" Hadi...
Kızın elinden tutarak yalvaran sesiyle çekiştiriyordu.
... Gel, bak ben seni korurum. "
Küçük kızsa sanki onu dinlemek istemiyormuşcasına hala ağlamaya devam ediyordu.
" Hayır, ya düşersem? "
Burnunu çekerek o minicik dudaklarını büzüyordu.
" Söz veriyorum, sana sıkıca sarılıcam ve hiçbir şey olmayacak. "
Şanslıydı.
Şanslıydı çünki onu düşünen bir arkadaşa sahipti.
" Sana güveniyorum uzaylı kahramanım. "
Hemen morali yerine gelmişti ve artık o solan yüzünde tekrardan çiçekler açıyordu.
" Önden buyurun o zaman prensesim. "
Yine bu ikili aralarındaki bağın kuvvetli olmasıyla bağlı eğlenip, mutlu ola biliyordular. Çünki daha küçücüklerdi ve hayatın acımasızlıklarının onları ayıra bilme olasılığını daha göremiyordular bile.
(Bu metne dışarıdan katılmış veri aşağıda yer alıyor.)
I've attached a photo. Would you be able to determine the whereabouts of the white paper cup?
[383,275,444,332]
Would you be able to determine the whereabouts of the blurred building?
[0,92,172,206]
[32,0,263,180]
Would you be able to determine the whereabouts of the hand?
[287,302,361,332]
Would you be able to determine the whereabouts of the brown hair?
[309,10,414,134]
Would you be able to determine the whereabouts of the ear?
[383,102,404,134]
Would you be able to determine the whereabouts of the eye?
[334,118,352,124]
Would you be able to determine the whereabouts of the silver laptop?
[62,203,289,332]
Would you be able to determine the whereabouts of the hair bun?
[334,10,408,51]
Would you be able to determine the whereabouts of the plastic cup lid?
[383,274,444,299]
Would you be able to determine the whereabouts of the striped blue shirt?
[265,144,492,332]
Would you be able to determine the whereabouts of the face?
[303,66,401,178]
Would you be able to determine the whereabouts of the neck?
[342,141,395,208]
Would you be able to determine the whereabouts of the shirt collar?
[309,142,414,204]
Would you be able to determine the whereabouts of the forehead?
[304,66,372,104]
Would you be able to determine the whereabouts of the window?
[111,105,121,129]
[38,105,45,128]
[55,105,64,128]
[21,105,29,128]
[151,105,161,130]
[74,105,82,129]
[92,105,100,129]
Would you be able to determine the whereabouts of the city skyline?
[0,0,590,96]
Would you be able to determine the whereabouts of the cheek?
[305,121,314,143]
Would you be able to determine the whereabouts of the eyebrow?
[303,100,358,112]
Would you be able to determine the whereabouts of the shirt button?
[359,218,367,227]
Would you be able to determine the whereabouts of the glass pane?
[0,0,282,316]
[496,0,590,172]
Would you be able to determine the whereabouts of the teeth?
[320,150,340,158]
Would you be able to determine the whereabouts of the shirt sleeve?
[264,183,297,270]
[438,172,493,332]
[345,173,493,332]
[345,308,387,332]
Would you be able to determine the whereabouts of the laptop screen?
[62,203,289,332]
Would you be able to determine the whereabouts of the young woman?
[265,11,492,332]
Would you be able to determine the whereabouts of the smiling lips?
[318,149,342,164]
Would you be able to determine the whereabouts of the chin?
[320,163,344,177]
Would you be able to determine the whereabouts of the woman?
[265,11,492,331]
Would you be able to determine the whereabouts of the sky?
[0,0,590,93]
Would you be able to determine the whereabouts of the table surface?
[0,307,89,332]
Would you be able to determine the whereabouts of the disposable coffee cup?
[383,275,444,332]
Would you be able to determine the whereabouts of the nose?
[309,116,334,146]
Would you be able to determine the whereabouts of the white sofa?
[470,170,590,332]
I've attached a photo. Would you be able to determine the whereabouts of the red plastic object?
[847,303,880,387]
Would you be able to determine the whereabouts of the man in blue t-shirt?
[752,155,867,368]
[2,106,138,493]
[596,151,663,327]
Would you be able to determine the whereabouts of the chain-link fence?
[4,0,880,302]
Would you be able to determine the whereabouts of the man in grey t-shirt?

" Çoçuklar bizi de bekleyin! "
Arkadan orta yaşlarında güler yüzlü bir kadın ve yanında da tahminen onunla aynı yaşta olan yakışıklı, çekik gözlü beyefendi geliyordu.
Fakat çoçuklar hiç oralı bile değildiler, kendi aralarında konuşup eğleniyordular.
Ne kadar da güzel görüntüydü değil mi?
Fakat tüm bunların hepsi 17 yıl öncesinde, o büyük lunaparka gömüldü. Jazmyn nereden bile bilirdi ki uzaylı kahraman'ı onu terk edecek ve birbirilerini unutacaklar.
Herşeyi geçtikte, o nereden tüm bu hatıraların birgün gün yüzüne çıkacağını tahmin edebilirdi ki? Yakılmamışmıydı, kül olup gitmemişmiydi?
İsmi?
Onun ismini nasıl unuta bilirdi peki? Yıllarca yokluğuna ağladığı arkadaşının ismini nasıl kazıdığı beyninden ve hatta kalbinden sile bilirdi? Bilmiyordu fakat belki bir gün bilecekdi, bu herşeyin sonu olsa bile...
" Daldın gittin Jazmyn "
Jimin, kızın karşısına dikilerek tüm odağını kendisi yapmak istiyordu.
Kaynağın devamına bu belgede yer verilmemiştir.